Automatic Detection of Search Tactic in Individual Information Seeking: A Hidden Markov Model Approach
This provides a tool for analyzing large-scale datasets in information seeking behavior research, though it is incremental as it applies an existing method to a new domain.
The paper tackled the problem of automatically detecting search tactics in individual information seeking by using a Hidden Markov Model (HMM) to model these tactics, showing that the identified tactics are consistent with Marchionini's Information Seeking Process model.
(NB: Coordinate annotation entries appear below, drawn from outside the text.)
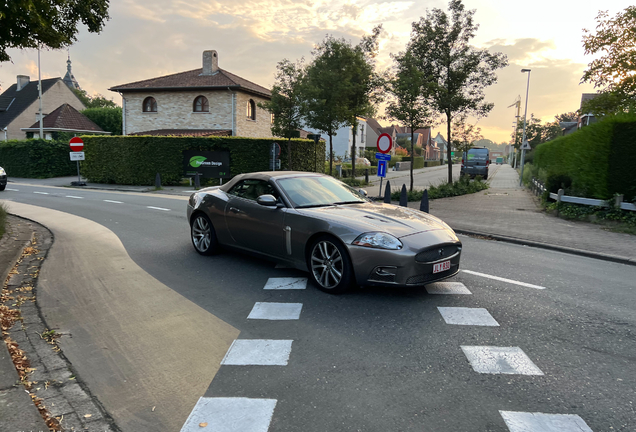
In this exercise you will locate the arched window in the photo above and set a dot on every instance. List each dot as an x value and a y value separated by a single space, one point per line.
201 104
251 110
150 105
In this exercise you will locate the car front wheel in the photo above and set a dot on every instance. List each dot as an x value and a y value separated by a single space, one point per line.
203 235
330 266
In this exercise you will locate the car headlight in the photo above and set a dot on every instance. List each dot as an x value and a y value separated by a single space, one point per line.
378 240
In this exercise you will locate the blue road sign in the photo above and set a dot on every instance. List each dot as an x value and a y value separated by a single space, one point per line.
382 168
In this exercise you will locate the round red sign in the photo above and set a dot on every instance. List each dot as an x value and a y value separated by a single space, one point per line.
384 143
76 144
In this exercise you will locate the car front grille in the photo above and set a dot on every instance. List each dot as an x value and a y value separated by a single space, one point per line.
437 253
430 277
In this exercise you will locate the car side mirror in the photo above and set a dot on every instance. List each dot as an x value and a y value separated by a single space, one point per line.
267 200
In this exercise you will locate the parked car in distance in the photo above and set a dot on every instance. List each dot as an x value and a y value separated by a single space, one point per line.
318 224
3 179
475 162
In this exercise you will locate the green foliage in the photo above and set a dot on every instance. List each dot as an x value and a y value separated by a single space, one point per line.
36 158
96 101
463 186
3 218
109 119
47 23
457 72
599 158
135 160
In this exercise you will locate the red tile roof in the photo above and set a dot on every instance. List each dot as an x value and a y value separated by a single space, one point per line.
67 118
194 79
186 132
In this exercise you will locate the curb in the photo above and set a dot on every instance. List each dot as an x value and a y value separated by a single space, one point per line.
564 249
54 380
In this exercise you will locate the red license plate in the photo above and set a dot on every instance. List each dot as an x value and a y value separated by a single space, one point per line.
443 266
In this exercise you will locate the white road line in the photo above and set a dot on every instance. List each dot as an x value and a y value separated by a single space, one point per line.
286 283
261 352
276 311
230 415
500 360
539 422
503 279
467 316
447 288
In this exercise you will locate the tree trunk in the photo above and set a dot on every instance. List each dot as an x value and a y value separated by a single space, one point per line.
330 154
412 159
448 149
289 167
353 151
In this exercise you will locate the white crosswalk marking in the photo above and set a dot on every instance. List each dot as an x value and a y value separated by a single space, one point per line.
276 311
286 283
230 415
447 288
539 422
467 316
262 352
500 360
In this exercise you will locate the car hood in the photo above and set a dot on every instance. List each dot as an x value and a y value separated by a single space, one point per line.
399 221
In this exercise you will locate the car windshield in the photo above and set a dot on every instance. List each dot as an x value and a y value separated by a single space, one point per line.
305 192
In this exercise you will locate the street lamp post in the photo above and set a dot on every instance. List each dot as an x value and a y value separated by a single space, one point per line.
523 140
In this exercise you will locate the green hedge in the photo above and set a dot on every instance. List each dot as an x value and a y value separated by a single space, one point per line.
135 160
36 158
598 159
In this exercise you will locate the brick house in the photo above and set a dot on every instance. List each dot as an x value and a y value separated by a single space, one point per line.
201 102
19 105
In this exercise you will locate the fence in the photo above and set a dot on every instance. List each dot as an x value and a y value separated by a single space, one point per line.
538 188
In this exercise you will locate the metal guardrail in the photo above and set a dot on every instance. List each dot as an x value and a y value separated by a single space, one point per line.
539 188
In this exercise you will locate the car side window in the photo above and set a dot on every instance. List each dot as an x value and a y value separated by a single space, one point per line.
252 189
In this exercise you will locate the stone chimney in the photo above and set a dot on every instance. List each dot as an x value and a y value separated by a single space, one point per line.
23 80
210 62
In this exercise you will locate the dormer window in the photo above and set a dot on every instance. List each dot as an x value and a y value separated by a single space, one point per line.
150 105
201 104
251 110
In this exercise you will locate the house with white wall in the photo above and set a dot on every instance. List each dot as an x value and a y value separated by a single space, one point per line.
201 102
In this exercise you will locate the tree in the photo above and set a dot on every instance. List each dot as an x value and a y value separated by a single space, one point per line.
324 89
286 104
96 101
363 85
49 23
409 105
615 70
458 73
107 118
464 134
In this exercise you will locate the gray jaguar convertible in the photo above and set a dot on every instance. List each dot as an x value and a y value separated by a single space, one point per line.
318 224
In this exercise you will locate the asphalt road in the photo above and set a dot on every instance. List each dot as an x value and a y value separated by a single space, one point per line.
387 360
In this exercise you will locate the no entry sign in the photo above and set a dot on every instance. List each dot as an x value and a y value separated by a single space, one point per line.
76 144
384 143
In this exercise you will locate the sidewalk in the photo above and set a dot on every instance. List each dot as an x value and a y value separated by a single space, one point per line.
508 212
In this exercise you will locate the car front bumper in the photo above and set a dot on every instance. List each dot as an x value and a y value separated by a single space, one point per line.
410 266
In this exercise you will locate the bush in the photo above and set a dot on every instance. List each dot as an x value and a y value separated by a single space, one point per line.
598 159
135 160
37 158
463 186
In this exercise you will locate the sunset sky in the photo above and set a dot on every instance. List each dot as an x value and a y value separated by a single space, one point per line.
149 39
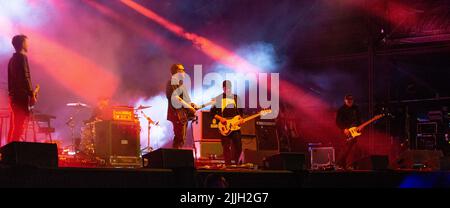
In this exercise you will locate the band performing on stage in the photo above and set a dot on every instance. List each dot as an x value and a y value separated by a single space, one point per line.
297 93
Information seeking process is an important topic in information seeking behavior research. Both qualitative and empirical methods have been adopted in analyzing information seeking processes, with major focus on uncovering the latent search tactics behind user behaviors. Most of the existing works require defining search tactics in advance and coding data manually. Among the few works that can recognize search tactics automatically, they missed making sense of those tactics. In this paper, we proposed using an automatic technique, i.e. the Hidden Markov Model (HMM), to explicitly model the search tactics. HMM results show that the identified search tactics of individual information seeking behaviors are consistent with Marchioninis Information seeking process model. With the advantages of showing the connections between search tactics and search actions and the transitions among search tactics, we argue that HMM is a useful tool to investigate information seeking process, or at least it provides a feasible way to analyze large scale dataset.